"Desde el Rialto miró Valentina los fastos del Canal Grande..."
(Fragmento)
Los primeros días en Venecia fueron grises y casi fríos, pero al tercero estalló el sol desde temprano y el calor vino enseguida, derramándose con los turistas que salían entusiastas de los hoteles y llenaban la piazza San Marco y la Mercería en un alegre desorden de colores y de lenguas.

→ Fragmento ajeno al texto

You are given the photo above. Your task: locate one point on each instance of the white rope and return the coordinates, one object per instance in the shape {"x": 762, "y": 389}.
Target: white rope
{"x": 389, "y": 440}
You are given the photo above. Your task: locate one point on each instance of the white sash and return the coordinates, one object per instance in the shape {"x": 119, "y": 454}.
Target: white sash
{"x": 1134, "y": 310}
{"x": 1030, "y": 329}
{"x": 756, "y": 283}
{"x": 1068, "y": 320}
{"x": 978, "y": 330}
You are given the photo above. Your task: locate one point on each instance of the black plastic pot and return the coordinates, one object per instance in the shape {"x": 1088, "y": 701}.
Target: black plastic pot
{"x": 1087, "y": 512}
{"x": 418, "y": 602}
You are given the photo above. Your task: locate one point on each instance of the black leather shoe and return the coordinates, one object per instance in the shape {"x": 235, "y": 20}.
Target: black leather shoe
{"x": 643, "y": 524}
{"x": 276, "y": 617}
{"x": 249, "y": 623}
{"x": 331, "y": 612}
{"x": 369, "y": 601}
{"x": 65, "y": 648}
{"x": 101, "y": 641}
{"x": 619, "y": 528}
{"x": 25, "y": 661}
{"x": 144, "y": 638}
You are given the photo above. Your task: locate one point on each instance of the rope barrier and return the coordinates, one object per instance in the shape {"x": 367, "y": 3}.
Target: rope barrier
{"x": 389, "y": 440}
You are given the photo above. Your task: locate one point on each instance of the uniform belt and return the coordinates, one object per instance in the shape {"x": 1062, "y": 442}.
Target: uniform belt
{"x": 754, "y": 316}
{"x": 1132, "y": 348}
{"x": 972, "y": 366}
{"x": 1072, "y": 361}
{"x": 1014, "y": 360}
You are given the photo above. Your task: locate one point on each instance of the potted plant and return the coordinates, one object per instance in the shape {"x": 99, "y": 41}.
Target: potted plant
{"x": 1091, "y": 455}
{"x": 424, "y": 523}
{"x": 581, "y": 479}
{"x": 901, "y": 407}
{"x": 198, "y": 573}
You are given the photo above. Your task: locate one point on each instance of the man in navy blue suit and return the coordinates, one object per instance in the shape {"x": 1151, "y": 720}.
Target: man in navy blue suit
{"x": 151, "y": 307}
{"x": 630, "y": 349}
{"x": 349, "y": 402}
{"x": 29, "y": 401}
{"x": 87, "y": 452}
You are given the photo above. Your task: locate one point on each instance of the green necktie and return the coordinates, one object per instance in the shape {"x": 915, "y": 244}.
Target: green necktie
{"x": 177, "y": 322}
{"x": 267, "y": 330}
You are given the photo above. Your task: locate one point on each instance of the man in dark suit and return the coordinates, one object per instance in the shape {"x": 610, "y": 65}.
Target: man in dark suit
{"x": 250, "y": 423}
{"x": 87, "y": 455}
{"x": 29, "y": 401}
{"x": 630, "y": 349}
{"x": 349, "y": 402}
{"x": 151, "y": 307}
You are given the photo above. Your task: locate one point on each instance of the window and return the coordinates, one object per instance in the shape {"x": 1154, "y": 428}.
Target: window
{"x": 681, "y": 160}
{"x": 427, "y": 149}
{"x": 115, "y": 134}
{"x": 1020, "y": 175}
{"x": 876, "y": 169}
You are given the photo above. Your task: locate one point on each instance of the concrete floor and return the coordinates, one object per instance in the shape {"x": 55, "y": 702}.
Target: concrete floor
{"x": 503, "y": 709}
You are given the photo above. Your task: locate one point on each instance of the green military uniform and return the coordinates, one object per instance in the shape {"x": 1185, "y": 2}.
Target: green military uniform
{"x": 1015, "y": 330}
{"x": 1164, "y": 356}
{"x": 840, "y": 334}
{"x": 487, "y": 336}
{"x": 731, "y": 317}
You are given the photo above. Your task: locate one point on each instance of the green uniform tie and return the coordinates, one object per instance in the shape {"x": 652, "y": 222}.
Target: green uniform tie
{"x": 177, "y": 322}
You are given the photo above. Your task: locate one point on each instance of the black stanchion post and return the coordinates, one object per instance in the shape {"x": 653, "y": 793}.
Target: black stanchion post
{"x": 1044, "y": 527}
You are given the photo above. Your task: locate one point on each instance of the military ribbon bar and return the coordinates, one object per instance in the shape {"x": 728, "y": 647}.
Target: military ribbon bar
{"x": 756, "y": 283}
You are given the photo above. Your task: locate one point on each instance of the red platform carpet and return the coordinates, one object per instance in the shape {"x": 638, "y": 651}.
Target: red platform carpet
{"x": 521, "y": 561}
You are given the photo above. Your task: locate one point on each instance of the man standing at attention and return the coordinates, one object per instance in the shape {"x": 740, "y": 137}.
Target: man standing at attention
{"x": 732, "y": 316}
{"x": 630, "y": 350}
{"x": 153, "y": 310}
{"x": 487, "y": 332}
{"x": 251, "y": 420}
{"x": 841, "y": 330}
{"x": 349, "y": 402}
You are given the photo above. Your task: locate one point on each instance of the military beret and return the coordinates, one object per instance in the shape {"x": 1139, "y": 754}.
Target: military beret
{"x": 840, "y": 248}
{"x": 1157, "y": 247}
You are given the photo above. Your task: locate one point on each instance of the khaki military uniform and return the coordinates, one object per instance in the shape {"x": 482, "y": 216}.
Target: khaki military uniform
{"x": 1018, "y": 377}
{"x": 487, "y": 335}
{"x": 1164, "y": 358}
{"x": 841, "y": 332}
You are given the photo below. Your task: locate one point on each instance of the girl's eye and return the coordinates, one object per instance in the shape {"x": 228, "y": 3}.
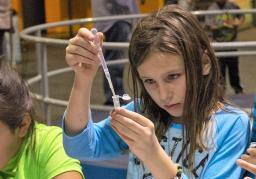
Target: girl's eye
{"x": 173, "y": 76}
{"x": 148, "y": 81}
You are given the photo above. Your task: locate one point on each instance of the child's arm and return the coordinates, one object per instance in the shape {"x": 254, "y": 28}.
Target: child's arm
{"x": 82, "y": 57}
{"x": 248, "y": 161}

A Valentina le agradó dejarse llevar por la cadenciosa serpiente que remontaba la Mercería rumbo al Rialto. Cada recodo, el puente dei Baretieri, San Salvatore, el oscuro recinto postal de la Fondamenta dei Tedeschi, la recibían con esa calma impersonal de Venecia para con sus turistas, tan diferente de la convulsa expectativa de Napóles o el ancho darse de los panoramas de Roma. Recogida, siempre secreta, Venecia jugaba una vez más a hurtar su verdadero rostro, sonriendo impersonal- mente a la espera de que en el día y la hora propicios su voluntad de mostrarse de verdad al buen viajero lo recompensaran de su fidelidad. Desde el Rialto miró Valentina los fastos del Canal Grande, y se asombró de la distancia inesperada entre ella y ese lujo de aguas y de góndolas. Penetró en las callejuelas que de campo en campo la llevaban a iglesias y museos, salió a los muelles desde donde podían enfrentarse las fachadas de los grandes palacios corroídos por un tiempo plomizo y verde. Todo lo veía, todo lo admiraba, sabiendo sin embargo que sus reacciones eran convencionales y casi forzadas, como el elogio repetido a las fotos que nos van mostrando en los álbumes de familia. Algo -sangre, ansiedad, o tan sólo ganas de vivir- parecía haber quedado atrás. Valentina odió de pronto el recuerdo de Adriano, le repugnó la petulancia de Adriano que había cometido la falta de enamorarse de ella. Su ausencia lo hacía aún más odioso porque su falta era de las que sólo se castigan o se perdonan en persona.
Julio Cortázar (Argentino nacido en Bruselas, Bélgica en 1914; y fallecido en París, Francia en 1984).